In a way, I suppose, it might come to be a fitting epitaph: To have all this sound and fury come to nothing because the people who round out the House majority are also doing the most damage to the priorities of that majority. These conservative Democrats don’t want to make prescription drugs more affordable, any more than they want to tax their wealthy benefactors. That fact has already been included as one of the concessions made in the way these bills will pay for themselves, and it stands as a glaring flaw at the heart of the whole process. For all the genuine good contained in the budget bill, it pays for itself while making sure the vast wealth of the wealthiest remains virtually untouched. Former Labor Secretary Robert Reich explains:

Last week, the House Ways and Means Committee released its proposed tax increases to fund President Biden’s $3.5 trillion social policy plan. Here’s the big thing that hit me: Democrats didn’t go after the huge accumulations of wealth at the top – representing the largest share of the economy in more than a century.

You might have thought they’d be eager to tax America’s 660 billionaires whose fortunes have increased $1.8 trillion since the start of the pandemic — an amount that could fund half of Biden’s plan and still leave the billionaires as rich as they were before the pandemic began.
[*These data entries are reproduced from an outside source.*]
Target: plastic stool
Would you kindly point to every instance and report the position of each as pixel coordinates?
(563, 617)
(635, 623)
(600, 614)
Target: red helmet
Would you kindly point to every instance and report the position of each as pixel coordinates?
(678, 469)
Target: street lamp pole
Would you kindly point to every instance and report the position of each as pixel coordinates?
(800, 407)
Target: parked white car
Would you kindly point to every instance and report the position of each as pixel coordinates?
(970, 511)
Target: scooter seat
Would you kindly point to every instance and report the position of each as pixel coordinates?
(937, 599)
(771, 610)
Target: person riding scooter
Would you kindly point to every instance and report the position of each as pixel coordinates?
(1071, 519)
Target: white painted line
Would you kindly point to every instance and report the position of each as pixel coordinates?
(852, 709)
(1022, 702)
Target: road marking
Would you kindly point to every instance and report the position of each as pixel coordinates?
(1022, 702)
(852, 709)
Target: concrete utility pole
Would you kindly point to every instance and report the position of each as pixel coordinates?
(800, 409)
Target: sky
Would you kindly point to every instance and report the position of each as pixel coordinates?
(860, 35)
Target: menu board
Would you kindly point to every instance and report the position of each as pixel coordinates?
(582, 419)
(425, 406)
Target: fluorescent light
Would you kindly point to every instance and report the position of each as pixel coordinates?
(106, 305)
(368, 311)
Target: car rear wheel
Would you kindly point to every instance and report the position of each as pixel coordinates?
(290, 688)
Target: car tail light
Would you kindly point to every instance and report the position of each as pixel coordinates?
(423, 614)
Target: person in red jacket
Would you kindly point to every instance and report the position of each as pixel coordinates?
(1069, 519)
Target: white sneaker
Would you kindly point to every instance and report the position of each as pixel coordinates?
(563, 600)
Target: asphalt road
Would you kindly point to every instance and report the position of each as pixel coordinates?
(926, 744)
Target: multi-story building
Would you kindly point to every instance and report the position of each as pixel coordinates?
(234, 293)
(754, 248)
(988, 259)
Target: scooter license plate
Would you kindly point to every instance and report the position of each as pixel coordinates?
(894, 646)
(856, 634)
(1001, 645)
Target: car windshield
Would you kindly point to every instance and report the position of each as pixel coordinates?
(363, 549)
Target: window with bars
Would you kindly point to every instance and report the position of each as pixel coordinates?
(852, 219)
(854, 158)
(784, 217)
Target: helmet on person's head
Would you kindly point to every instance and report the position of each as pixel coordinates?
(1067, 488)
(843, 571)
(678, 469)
But House Democrats on Ways and Means decided to raise revenue the traditional way, taxing annual income rather than immense wealth. They aim to raise the highest income tax rate and apply a 3 percent surtax to incomes over $5 million.

Yet the dirty little secret — which House Democrats certainly know — is the ultra-rich don’t live off their paychecks. Jeff Bezos’s salary from Amazon was $81,840 last year, yet he rakes in some $149,353 every minute from the soaring value of his Amazon stocks – which is how he affords five mansions, including one in Washington D.C. with 25 bathrooms.
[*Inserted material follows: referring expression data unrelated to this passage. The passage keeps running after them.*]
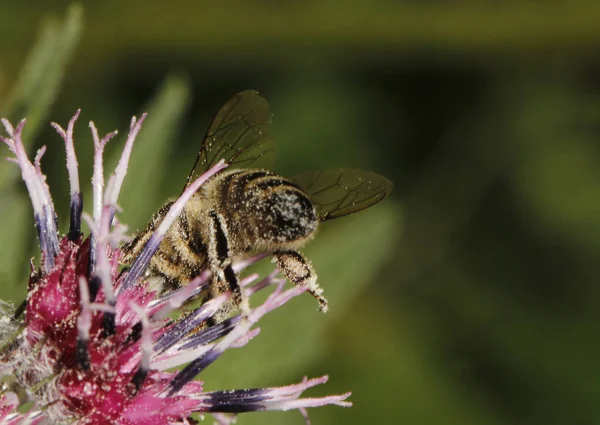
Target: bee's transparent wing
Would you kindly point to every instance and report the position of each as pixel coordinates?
(339, 192)
(239, 134)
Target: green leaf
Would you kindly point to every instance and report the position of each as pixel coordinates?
(40, 79)
(347, 258)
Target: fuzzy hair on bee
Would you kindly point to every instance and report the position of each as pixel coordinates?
(243, 210)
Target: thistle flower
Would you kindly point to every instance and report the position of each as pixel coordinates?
(93, 344)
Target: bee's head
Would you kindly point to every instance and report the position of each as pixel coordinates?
(287, 217)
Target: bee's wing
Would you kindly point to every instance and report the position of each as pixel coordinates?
(339, 192)
(239, 134)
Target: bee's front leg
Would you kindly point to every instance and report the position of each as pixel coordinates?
(298, 270)
(224, 277)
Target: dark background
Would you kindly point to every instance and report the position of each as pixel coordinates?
(468, 297)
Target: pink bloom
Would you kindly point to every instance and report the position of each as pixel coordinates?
(93, 344)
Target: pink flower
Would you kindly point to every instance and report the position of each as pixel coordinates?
(93, 344)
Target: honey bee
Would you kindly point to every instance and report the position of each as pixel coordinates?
(245, 209)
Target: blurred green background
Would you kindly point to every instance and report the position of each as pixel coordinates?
(470, 296)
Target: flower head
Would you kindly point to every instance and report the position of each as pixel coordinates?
(94, 344)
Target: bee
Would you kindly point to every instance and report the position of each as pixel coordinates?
(244, 209)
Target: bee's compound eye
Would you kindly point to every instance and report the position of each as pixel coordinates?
(288, 216)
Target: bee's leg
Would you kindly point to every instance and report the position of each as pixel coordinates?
(298, 270)
(224, 277)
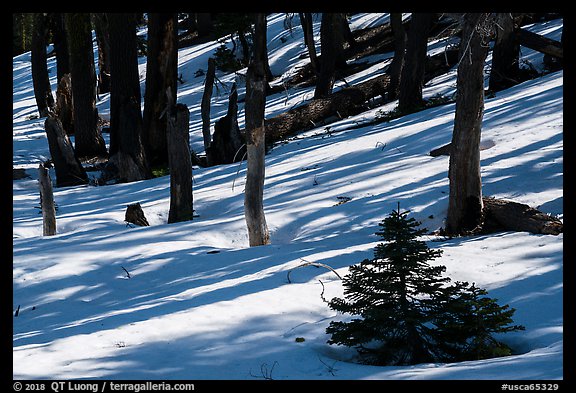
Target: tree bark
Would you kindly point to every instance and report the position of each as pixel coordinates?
(505, 55)
(69, 171)
(126, 147)
(332, 48)
(88, 140)
(64, 104)
(307, 28)
(180, 163)
(227, 145)
(47, 202)
(255, 138)
(40, 78)
(395, 70)
(161, 76)
(103, 39)
(465, 200)
(205, 107)
(412, 77)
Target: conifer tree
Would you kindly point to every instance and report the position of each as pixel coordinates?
(404, 310)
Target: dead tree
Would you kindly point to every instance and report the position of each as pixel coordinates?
(255, 138)
(227, 145)
(69, 170)
(504, 215)
(47, 202)
(180, 164)
(135, 215)
(205, 106)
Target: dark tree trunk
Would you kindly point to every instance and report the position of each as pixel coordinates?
(505, 55)
(47, 202)
(40, 78)
(88, 140)
(69, 171)
(465, 200)
(103, 40)
(332, 53)
(126, 147)
(307, 28)
(255, 138)
(397, 64)
(412, 77)
(205, 106)
(227, 144)
(503, 215)
(161, 76)
(204, 24)
(180, 163)
(60, 45)
(64, 104)
(135, 215)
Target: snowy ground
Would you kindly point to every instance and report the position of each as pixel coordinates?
(199, 304)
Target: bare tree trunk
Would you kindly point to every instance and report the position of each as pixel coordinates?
(332, 55)
(126, 147)
(180, 162)
(161, 75)
(307, 28)
(69, 171)
(465, 200)
(40, 79)
(205, 107)
(227, 145)
(47, 202)
(88, 140)
(255, 138)
(397, 64)
(412, 77)
(505, 55)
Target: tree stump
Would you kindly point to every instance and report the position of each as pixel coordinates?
(135, 215)
(180, 163)
(504, 215)
(47, 202)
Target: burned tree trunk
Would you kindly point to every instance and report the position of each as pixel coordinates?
(503, 215)
(180, 163)
(205, 106)
(64, 105)
(47, 202)
(69, 171)
(227, 144)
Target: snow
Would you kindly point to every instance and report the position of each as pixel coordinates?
(192, 301)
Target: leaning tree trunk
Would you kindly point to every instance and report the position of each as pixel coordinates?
(255, 139)
(180, 163)
(161, 76)
(465, 200)
(505, 55)
(412, 76)
(40, 78)
(88, 140)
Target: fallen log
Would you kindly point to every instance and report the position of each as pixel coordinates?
(505, 215)
(539, 43)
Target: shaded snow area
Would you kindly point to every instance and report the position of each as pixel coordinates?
(192, 301)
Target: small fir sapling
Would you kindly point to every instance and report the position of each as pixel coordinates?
(406, 313)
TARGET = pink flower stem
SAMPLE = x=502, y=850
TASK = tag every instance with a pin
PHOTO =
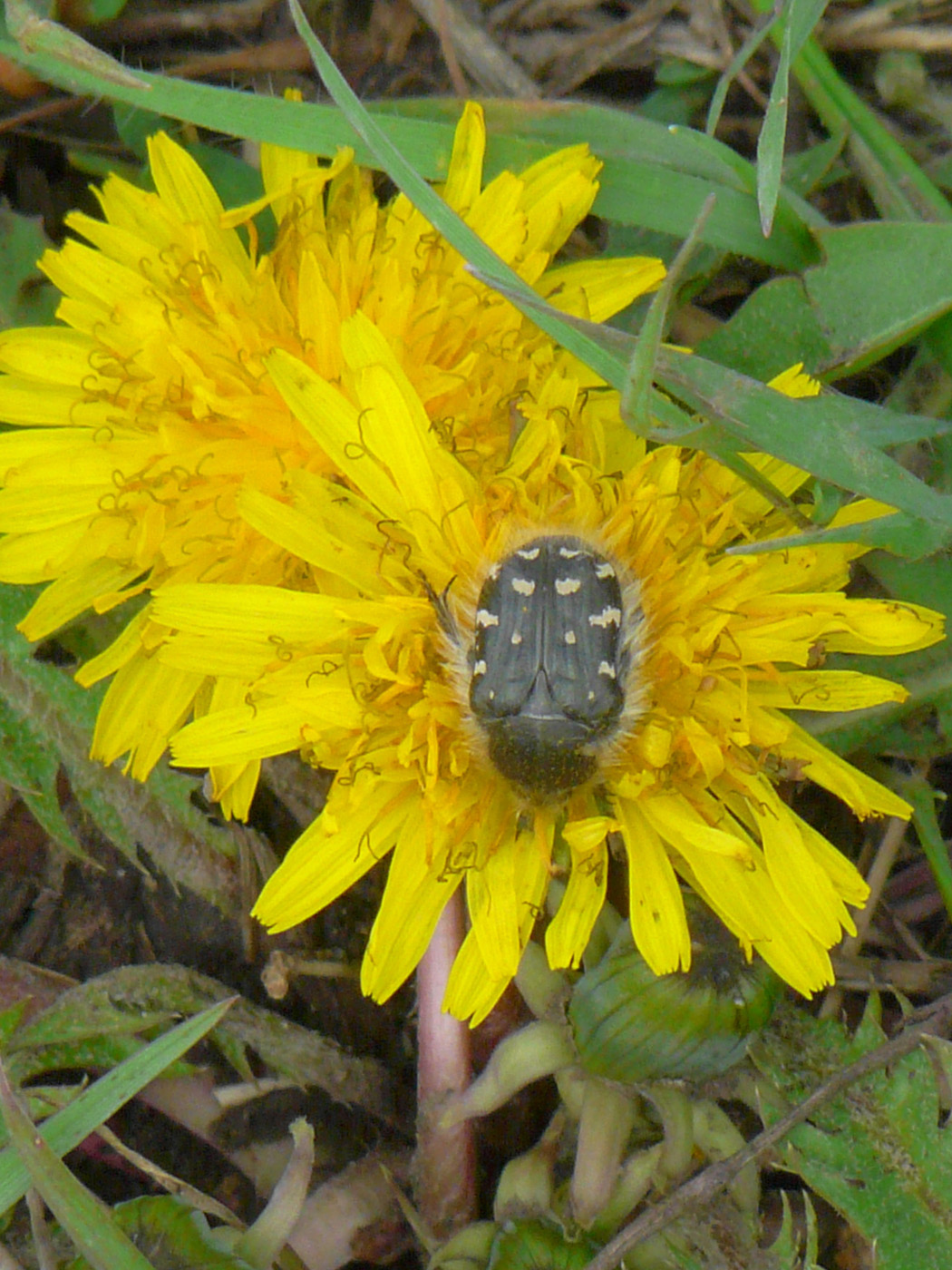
x=446, y=1158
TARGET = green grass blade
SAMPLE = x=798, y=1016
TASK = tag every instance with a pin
x=85, y=1218
x=67, y=1128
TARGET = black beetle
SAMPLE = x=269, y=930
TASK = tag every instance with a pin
x=552, y=663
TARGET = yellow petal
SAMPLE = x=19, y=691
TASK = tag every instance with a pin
x=657, y=920
x=330, y=855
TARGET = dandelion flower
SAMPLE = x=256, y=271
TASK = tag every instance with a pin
x=514, y=673
x=142, y=419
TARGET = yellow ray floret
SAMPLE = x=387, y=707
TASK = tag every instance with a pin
x=151, y=444
x=726, y=645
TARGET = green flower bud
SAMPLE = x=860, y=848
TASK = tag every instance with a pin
x=632, y=1025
In other words, a lot of things will improve if this bill somehow struggles safely to shore, but nothing significant will actually change. Capital must be protected, and wealth must be extracted: That should be carved into the sign on the Statue of Liberty, right below the word WARNING.
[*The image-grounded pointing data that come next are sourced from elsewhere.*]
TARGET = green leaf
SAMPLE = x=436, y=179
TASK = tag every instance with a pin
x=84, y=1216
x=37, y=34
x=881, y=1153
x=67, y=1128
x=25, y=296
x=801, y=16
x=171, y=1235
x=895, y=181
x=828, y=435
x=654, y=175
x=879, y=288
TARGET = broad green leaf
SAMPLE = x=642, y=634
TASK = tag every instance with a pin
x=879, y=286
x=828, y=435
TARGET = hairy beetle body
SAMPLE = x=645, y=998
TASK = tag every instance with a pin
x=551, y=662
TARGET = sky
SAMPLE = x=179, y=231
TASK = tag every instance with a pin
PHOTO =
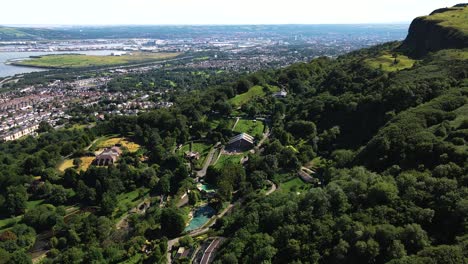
x=155, y=12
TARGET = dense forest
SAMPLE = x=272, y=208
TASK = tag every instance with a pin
x=387, y=141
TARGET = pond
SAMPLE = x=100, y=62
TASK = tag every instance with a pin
x=200, y=217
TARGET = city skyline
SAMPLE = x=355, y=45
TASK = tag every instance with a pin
x=212, y=12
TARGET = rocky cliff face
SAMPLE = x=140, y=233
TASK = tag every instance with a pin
x=428, y=35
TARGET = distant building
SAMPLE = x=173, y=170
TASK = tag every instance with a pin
x=31, y=130
x=118, y=53
x=280, y=94
x=192, y=155
x=108, y=156
x=240, y=143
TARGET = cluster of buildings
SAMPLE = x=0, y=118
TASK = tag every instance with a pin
x=22, y=111
x=108, y=156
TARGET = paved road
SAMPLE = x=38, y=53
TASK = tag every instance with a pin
x=209, y=252
x=205, y=229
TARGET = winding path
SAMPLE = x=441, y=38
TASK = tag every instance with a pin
x=201, y=173
x=206, y=228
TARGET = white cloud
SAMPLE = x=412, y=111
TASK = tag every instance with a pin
x=214, y=11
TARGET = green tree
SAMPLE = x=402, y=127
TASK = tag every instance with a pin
x=16, y=199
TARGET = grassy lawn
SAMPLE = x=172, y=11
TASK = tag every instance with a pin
x=68, y=163
x=253, y=128
x=214, y=122
x=225, y=159
x=11, y=221
x=107, y=142
x=83, y=61
x=387, y=63
x=138, y=258
x=294, y=185
x=452, y=54
x=254, y=91
x=456, y=18
x=199, y=147
x=126, y=201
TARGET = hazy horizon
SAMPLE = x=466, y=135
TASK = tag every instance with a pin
x=213, y=12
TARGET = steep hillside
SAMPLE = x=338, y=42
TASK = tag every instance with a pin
x=443, y=29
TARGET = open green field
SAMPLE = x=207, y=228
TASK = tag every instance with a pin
x=295, y=185
x=13, y=32
x=11, y=221
x=126, y=201
x=68, y=163
x=452, y=54
x=226, y=159
x=456, y=18
x=84, y=61
x=215, y=122
x=200, y=147
x=387, y=63
x=251, y=127
x=254, y=91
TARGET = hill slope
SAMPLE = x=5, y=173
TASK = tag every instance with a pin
x=443, y=29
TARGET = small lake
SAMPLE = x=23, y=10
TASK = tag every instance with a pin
x=200, y=217
x=10, y=70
I live in a country where the current president has his job because Mike Pence got desperate consultation from Dan Quayle on the limits of his constitutional powers regarding the certification of Electors while a furious mob was battering down the Capitol doors trying to stop the whole thing in its tracks, and now a pair of bills that almost everyone likes is probably doomed because capitalism doesn’t want them.

It’s not over yet, and Democratic leadership could pull off the legislative version of a nine-run rally in the late innings… except these are the late innings, and there is a government shutdown/debt ceiling crisis to be dealt with almost simultaneously. “The worst are filled with passionate intensity,” said W.B. Yeats. Pretty much sums it up.